Tuesday 7 February 2017

07 February 2017: Nifty Elliott wave analysis: Can Nifty challenge 9000? If it does then it will challenge for new all-time high too.

You must read previous articles and watch the given chart carefully to understand this article completely.

07 February 2017: -
On 06 February 2017: FII Net Sold – 403.52 INR Crs:  DII Net Bought – INR – 449.52 Crs
Wow!!! 8800, here I need to think. Well, 101% I was not expecting anything even close to 8800 just a month back. The things have changed. I was not able to update yesterday’s article but left a message on twitter with a possibility of 8900 by this week. Shall we expect more? There are two ways opening form this point. One is reflecting from the given chart which is showing for extension of this wave which can challenge no only 9000 but it may challenge for a new all –time high. If that’s the case then there will be no great fall in the year 2017. Second point is more important, the next top will be very crucial if it fails to break for new all-time high. It will be named as double top on long term chart. In that case, if it comes then 2017 will be year of fall. Well, whatever comes we will came to know by this month itself. I am not in hurry to decide anyone of the two given way. A double bottom like formation with second bottom below 7900 was misguiding?
It’s simple, either a new five way to start or double top.
For today’s trading I am expecting Nifty to open on flat note. Two important supports for Nifty now are 8740 and 8660 which can save market from any bigger jerk. It does not look like we can get fall by today or tomorrow but a profit taking deserves. Intraday down side may be an opportunity to trade long and add long. I still believe that 8900 is on the online.
This remains part of my article. We may be under bear market till 31st March 2017 and what I am talking is a pullback of bear market on medium term wave count. Someone asked me if global market is up how can Indian market be down? Well, that’s the way and that’s what Elliott wave has convinced me.
I am just writing my view and I am least interested in learning or sharing so please do not make sure request.
Do not misinterpret. I gave a long term trend as down from more than a year back. Nifty hit 9119 and then I issued for a long term top. Nifty hits a low at 6825 on Budget day this year.
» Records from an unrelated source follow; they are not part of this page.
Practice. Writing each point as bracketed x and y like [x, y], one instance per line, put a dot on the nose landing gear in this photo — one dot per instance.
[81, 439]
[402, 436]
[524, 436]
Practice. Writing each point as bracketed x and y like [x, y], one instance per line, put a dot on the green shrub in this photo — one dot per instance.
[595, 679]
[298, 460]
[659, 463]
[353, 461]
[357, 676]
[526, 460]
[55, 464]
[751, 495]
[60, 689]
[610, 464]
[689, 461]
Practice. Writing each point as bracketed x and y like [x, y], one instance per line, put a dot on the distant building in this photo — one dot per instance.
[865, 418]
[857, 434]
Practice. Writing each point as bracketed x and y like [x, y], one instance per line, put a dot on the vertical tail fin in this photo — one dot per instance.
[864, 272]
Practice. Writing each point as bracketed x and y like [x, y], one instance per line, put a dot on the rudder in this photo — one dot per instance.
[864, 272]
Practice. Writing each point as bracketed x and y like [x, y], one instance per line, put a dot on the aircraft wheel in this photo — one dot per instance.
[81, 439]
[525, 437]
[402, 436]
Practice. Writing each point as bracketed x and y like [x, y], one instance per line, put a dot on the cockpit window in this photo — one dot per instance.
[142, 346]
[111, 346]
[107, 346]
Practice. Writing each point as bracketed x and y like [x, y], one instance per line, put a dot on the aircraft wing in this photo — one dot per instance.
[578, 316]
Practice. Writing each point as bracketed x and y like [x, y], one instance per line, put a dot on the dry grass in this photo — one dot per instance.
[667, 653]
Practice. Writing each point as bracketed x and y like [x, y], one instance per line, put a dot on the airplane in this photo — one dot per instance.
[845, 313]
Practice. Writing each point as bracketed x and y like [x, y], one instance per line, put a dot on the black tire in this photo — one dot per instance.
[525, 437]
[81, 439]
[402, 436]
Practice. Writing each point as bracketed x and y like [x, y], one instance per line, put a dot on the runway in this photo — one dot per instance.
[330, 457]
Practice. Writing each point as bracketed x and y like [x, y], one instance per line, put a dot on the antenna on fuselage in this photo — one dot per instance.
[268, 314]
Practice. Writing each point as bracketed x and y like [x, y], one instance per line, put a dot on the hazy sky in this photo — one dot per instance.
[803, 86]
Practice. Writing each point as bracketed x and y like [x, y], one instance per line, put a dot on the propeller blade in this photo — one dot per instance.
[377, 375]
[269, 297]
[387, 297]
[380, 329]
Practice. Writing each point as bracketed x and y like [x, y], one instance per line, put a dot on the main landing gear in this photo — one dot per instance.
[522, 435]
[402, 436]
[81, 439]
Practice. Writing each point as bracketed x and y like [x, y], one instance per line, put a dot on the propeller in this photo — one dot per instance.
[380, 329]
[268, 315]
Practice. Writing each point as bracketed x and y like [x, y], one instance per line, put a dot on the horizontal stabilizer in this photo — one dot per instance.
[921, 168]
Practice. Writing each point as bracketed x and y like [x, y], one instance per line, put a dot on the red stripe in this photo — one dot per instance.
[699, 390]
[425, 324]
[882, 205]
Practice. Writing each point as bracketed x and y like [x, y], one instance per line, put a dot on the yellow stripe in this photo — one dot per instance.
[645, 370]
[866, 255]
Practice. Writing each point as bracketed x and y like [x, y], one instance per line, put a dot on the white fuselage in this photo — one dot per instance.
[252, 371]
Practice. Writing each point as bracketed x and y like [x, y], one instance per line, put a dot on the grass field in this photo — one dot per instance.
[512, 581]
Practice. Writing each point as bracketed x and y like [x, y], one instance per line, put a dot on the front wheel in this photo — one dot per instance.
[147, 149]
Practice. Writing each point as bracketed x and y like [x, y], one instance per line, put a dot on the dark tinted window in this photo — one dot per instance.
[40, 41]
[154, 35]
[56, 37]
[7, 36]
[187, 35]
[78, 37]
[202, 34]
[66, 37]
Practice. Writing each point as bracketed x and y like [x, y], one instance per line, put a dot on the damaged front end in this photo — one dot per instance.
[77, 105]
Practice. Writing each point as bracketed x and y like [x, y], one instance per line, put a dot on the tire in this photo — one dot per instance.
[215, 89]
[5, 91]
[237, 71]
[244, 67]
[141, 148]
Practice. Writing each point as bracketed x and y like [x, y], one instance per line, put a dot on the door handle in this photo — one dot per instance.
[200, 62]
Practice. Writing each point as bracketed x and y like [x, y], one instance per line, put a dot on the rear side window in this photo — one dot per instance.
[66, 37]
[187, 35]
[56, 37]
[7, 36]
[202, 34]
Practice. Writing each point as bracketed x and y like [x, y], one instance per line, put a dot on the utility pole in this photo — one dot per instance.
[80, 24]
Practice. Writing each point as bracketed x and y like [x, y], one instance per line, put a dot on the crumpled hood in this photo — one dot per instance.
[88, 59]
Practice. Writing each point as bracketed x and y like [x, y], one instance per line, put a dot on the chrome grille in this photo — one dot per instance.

After such down side, wave theory had suggested for comparable recovery with three big possibilities for retrenchments, first to come at 50% at 8000, 61.80% at 8250 and 76.40% at 8575
101%, I retain my view for long term trend down but that does not says that we cannot interprets for short to medium term of recovery. This recovery was bound to come and it is coming to make a wave [B]. Now, just imagine the magnitude of wave [C]. Higher the retrenchment, bigger fall will hit in future. If this wave [B] tries to end up near 9000 then 9119 may not be visible for many years. So, where is my long term target on Nifty? Well, it is in the zone of 6000-5500.
Strategy for Nifty February future – Well, there is no point to talk for immediate fall unless it closes below 8740. So it is looking up for 8900 to 8940 levels. Why not, it can challenge 9000 levels too. Too sharp up moves run with big risk and that is something one need to be careful. Fall will not come with warning so stop loss must be on job. Higher levels may come.

BANK NIFTY February future – It came very close to 20500 and it is at a crucial juncture. The next thing that we can talk now can be 21000+ levels and then only we can think about higher levels. Technical set for Bank Nifty is looking much better than technical set up for Nifty. If rally has to come then it will be much greater on Bank Nifty. Technical support is at 20300-20200 levels and down side may be opportunity to trade long but I have no great idea about stop loss.